O grande valor atribuído à razão foi suprimindo o contato com as emoções, com o corpo e com os saberes instintivos. Uma terapia com base em Nietzsche deve possibilitar que cada pessoa possa faça uma revisão de seus valores, daqueles que fazem bem e dos que não fazem, para que esta possa ir de encontro aos que potencializam sua experiência de vida, se distanciando dos que inferiorizam, aproximando-se de seus afetos e de seu corpo, se abrindo à novas experimentações e formas de vida.

O primeiro passo consiste na genealogia dos valores de uma pessoa, de modo a constatar aqueles que expandem e os que contraem sua experiência de vida, entendendo que não  somos submissos a valores já dados, mas seres criadores de valores e de modos de vida, de modo que podemos transvalorar. Os valores que não possibilitam a ampliação podem ser trocados por valores potencializantes, por meio da experimentação, que não acontece apenas em nível racional, mas por meio dos sentidos, dos impulsos e do corpo.

A filosofia de Nietzcshe retoma o valor dos afetos e das paixões, entendendo como favoráveis a uma vida mais intensa e potente. Não se entende a saúde como um estado de paz e ausência de emoções ou sofrimentos, pelo contrário, a saúde está relacionada com a possibilidade de emocionar-se com a vida, e também com de criar e assumir valores potencializadores da experiência de vida.

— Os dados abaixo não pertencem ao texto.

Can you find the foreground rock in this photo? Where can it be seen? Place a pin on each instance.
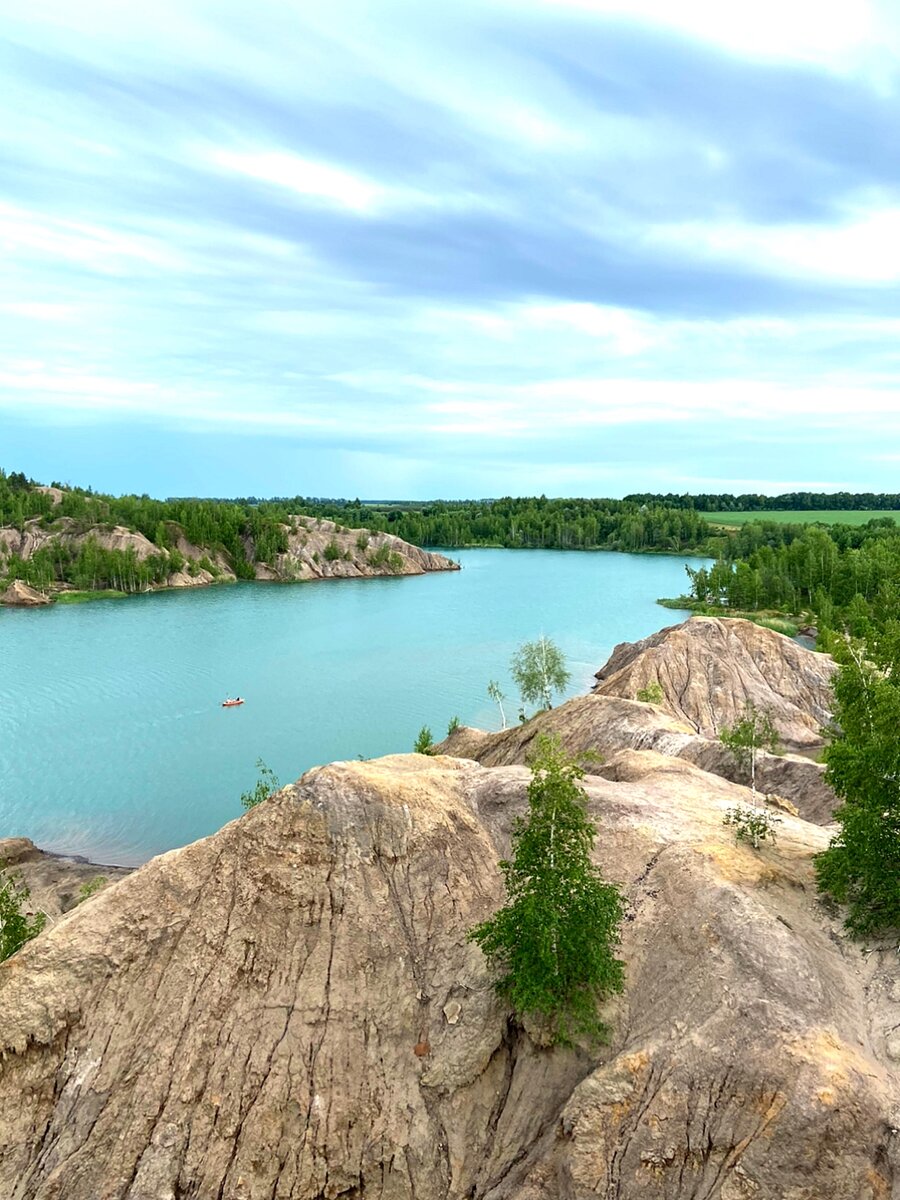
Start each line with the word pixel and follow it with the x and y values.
pixel 55 880
pixel 708 669
pixel 289 1009
pixel 22 594
pixel 605 725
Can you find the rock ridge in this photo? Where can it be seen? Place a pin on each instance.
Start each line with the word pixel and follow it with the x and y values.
pixel 289 1009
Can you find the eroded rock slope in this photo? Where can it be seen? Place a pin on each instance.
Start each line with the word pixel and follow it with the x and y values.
pixel 708 669
pixel 606 725
pixel 289 1011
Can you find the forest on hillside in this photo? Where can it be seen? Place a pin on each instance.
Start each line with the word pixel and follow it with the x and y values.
pixel 753 502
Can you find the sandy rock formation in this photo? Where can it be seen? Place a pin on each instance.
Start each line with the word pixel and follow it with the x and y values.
pixel 72 534
pixel 708 667
pixel 55 493
pixel 319 550
pixel 289 1009
pixel 23 594
pixel 607 725
pixel 54 880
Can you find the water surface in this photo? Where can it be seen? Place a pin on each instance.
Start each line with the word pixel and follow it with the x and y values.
pixel 113 743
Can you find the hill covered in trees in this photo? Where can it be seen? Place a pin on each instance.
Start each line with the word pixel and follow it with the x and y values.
pixel 59 539
pixel 754 502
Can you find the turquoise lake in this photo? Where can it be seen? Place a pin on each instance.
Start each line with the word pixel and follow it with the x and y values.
pixel 113 743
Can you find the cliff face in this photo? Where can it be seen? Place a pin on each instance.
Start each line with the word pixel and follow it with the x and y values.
pixel 317 550
pixel 289 1009
pixel 23 595
pixel 321 550
pixel 708 667
pixel 607 725
pixel 53 880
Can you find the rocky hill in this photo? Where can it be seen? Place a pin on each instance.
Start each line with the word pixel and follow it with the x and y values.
pixel 55 881
pixel 289 1009
pixel 319 549
pixel 606 725
pixel 316 550
pixel 699 691
pixel 708 667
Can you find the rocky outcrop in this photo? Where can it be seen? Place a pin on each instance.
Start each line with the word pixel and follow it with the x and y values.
pixel 55 881
pixel 708 669
pixel 22 594
pixel 289 1009
pixel 323 550
pixel 606 725
pixel 317 550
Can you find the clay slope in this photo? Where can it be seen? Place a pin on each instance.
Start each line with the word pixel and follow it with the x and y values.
pixel 606 725
pixel 289 1009
pixel 319 549
pixel 709 667
pixel 53 880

O diagnóstico desses funcionamentos parte sempre do corpo, da análise de seus afetos e desafetos.

"Tomar o corpo como ponto de partida e fazer dele o fio condutor, eis o essencial. O corpo é um fenômeno muito mais rico e que autoriza observações mais claras. A crença no corpo é bem melhor estabelecida do que a crença no espírito."
(Nietzsche, em 'Fragmentos Póstumos')

Uma terapia nietzschiana reconhece a possibilidade de cada pessoa transformar seus valores para a expansão de sua existência, afirmando a vida em sua beleza e em seu caos, experimentando seus riscos. O reconhecimento e a aceitação do caótico, do triste e do trágico é também um ponto importante de sua psicologia trágica, pois entende que a vida não é feita apenas de momentos alegres e saúde, mas também de loucuras e melancolia. A experiência de sofrimento pode potencializar a experiência de saúde, para isso é preciso avaliar e transmutar valores.

Por Bruno Carrasco.

Referências:
GONÇALVES, Bruno. Nietzsche e a Psicologia: uma proposta de psicoterapia nietzschiana. In: Valdemar Augusto Angerami. (Org.). Psicoterapia fenomenológico-existencial. 2ed. Belo Horizonte: Artesã Editora, 2017, p. 243-264.
MACHADO, Roberto. Nietzsche e a Verdade. São Paulo: Paz e Terra, 2017.
NIETZSCHE, Friedrich. Assim falou Zaratustra: um livro para todos e para ninguém. Tradução: Paulo César de Souza. São Paulo: Companhia de Bolso, 2018.